Now a 26-year-old Midwestern college student, he escaped as a teenager from San Pedro Sula, the Honduran city widely cited as the most violent city on earth. This is the area from which the majority of the stranded Central American children have fled.

Sagastume knows the brutal reality all too well. He saw a lot of the violence and the threat of the notorious MS-13 gang terrorized him as a teenager.

He fled. He moved with his family to Kansas City, but he came to the U.S. on a tourist visa … and never left.

“Privileged” is a word he uses often, describing his feelings about his chance at a new life. He studied hard, graduated from an Independence, Missouri high school, and earned a scholarship to a local university — but he couldn’t accept it. He didn’t have a valid Social Security number.

Then, in 2012, President Barack Obama wrote a memorandum titled Deferred Action for Childhood Arrivals (DACA). It directed various Homeland Security agencies to temporarily hold off deporting qualified undocumented immigrants who had come to the U.S. as children. It was just what Sagastume needed. He met the criteria for protection: He’d been continuously living in the U.S. long enough, arrived young enough, and had a clean criminal record.

The safeguard of DACA meant that Sagastume could earn an associate’s degree from a Kansas community college. He plans to attend the University of Kansas to earn a degree in social welfare.

Unfortunately for Sagastume, some very powerful members of Congress are gunning for his dream. Sen. Ted Cruz is one of them. He very badly wants to defund DACA and has introduced a bill that would do so. According to The Washington Post, he inspired conservative members of the House Republican caucus to oppose Speaker John Boehner’s border bill because it left DACA alone.

No bill that defunds DACA will pass the Senate this session, and no such bill will survive Obama’s veto in the next.
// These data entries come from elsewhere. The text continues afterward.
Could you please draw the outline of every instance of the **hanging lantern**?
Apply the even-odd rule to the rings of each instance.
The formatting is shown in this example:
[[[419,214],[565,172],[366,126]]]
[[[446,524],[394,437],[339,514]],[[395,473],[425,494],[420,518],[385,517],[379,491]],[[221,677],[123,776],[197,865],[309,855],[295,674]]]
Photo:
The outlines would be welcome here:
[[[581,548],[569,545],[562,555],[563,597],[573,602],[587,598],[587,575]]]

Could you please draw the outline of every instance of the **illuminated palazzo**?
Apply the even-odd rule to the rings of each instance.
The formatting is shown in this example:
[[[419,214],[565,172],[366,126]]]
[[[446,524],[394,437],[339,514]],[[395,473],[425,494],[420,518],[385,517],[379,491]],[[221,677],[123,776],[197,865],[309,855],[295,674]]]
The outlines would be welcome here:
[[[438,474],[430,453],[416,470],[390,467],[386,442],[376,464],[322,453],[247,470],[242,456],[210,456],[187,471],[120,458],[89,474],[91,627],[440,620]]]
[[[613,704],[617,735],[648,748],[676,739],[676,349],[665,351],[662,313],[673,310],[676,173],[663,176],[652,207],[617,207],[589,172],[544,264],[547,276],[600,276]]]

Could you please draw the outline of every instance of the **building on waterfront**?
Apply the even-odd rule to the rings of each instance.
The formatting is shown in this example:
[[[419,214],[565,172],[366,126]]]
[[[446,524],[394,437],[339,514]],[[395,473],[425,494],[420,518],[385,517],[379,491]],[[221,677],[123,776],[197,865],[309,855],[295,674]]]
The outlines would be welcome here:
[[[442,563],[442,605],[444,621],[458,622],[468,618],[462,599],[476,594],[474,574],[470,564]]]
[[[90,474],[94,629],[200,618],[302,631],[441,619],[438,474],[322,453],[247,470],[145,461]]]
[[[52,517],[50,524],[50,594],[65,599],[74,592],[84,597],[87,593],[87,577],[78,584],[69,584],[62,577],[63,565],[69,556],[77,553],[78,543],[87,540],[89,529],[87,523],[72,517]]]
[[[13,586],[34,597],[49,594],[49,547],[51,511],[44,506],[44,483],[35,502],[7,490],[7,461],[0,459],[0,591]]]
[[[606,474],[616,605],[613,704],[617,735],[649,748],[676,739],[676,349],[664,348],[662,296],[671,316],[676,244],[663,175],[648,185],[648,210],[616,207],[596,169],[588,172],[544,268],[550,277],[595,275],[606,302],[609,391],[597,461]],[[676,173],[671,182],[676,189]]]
That hardly matters to Cruz and his minions. Their goal is stalemate.

Never mind that $44 million has already been shuffled from programs within the National Institutes of Health and the Centers for Disease Control and Prevention to cover the costs of housing the thousands of Central American children who have overwhelmed border officials. And that another $94 million of governmental robbing Peter to pay Paul is in the works.

To Republican members of Congress, people like Sagastume are politically expendable. So, too, are the juveniles warehoused at the border, whose cases are now clogging the already overburdened immigration courts. So, too, are Hispanic votes.

That’s the message they sent from Washington, as they gathered up their things and took off for the five-week summer recess.

Hispanic voters punished the GOP in 2012, in numbers that caused no small amount of soul searching in the shocked party afterwards. And what have the Republicans learned? What are they offering now? Latino voters don’t figure in their November strategies.

Don’t be surprised if Latino voters repay the compliment.